The list of extras is short but content-heavy. Frederic Bonnard's inner liner notes reprinted from Sight and Sound encapsulize the context of the production with great clarity. Critic Peter Cowie provides a terrific feature commentary that discusses at length issues around the film and Bresson. He profiles author Georges Bernanos, and makes many comparisons between book and film. We learn a lot about Bresson's unique casting instincts. Many of his most impressive actors, such as the Countess (Marie-Monique Arkell) and the Priest of Torcy (Andre Guibert) never made another film. The unhappy doctor was in Henri-George Clouzot's Le Corbeau, and later played another doctor in the Italian I Vampiri. The Count's mistress Mrs. Louise was played by Nicole Maurey, probably best known for her role in The Day of the Triffids. The housekeeper/mistress at the end, Yvette (Jeanne) Étiévant, had a small but effective part in George Franju's Eyes Without a Face.

The original French trailer is a mystery unto itself, making the film look like a standard drama.

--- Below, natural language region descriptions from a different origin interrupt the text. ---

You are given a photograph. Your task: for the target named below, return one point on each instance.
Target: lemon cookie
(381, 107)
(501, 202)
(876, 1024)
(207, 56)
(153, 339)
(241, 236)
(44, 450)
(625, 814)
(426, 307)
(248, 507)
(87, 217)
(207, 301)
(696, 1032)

Diary of a Country Priest is anything but.

One more odd observation: The soulful Claude Leydu is surely the most miraculous casting of all. When he's at his most distraught, with his eyes bulging and his hair sticking up, Laydu's priest often bears more than a passing resemblance to Jack Nance in Eraserhead.

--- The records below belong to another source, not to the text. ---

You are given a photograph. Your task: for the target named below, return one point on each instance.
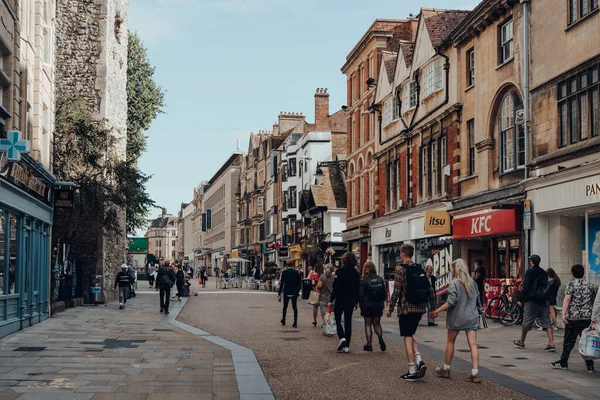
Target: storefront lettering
(592, 189)
(481, 224)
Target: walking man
(536, 302)
(165, 281)
(413, 293)
(432, 280)
(290, 286)
(344, 298)
(123, 280)
(577, 314)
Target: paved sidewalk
(103, 353)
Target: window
(506, 41)
(580, 8)
(432, 79)
(471, 140)
(470, 68)
(512, 136)
(578, 99)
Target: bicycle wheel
(512, 315)
(493, 309)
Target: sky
(228, 68)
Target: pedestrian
(290, 286)
(432, 280)
(325, 288)
(151, 277)
(314, 276)
(180, 282)
(123, 280)
(534, 296)
(344, 298)
(412, 292)
(463, 306)
(577, 312)
(165, 279)
(553, 286)
(371, 298)
(479, 277)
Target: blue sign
(14, 145)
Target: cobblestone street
(301, 363)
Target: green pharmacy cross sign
(14, 145)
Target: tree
(145, 100)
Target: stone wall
(91, 61)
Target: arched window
(511, 134)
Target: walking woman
(325, 287)
(554, 285)
(463, 315)
(371, 298)
(314, 277)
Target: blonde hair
(459, 271)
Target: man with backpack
(535, 298)
(165, 281)
(413, 293)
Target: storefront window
(12, 262)
(3, 272)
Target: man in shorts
(535, 306)
(409, 314)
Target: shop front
(565, 227)
(26, 210)
(359, 243)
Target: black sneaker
(421, 369)
(590, 368)
(559, 365)
(408, 377)
(382, 345)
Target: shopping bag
(329, 327)
(589, 344)
(313, 299)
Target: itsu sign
(486, 222)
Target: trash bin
(306, 288)
(96, 294)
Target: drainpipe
(526, 80)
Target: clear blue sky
(230, 66)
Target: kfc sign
(486, 222)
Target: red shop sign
(485, 222)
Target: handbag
(313, 299)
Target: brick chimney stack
(322, 109)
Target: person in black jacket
(371, 297)
(290, 286)
(535, 307)
(123, 280)
(345, 299)
(164, 281)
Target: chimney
(322, 109)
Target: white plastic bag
(329, 327)
(589, 344)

On a scale of Excellent, Good, Fair, and Poor, Diary of a Country Priest rates:
Movie: Excellent
Video: Excellent
Sound: Excellent
Supplements: Commentary, essay, original trailer
Packaging: Keep case
Reviewed: January 27, 2004


Footnote:

1. Alfred Hitchcock's I Confess has some remarkable scenes and impressive acting, but it becomes terribly trite when priest Montgomery Clift's plight is compared to that of Christ.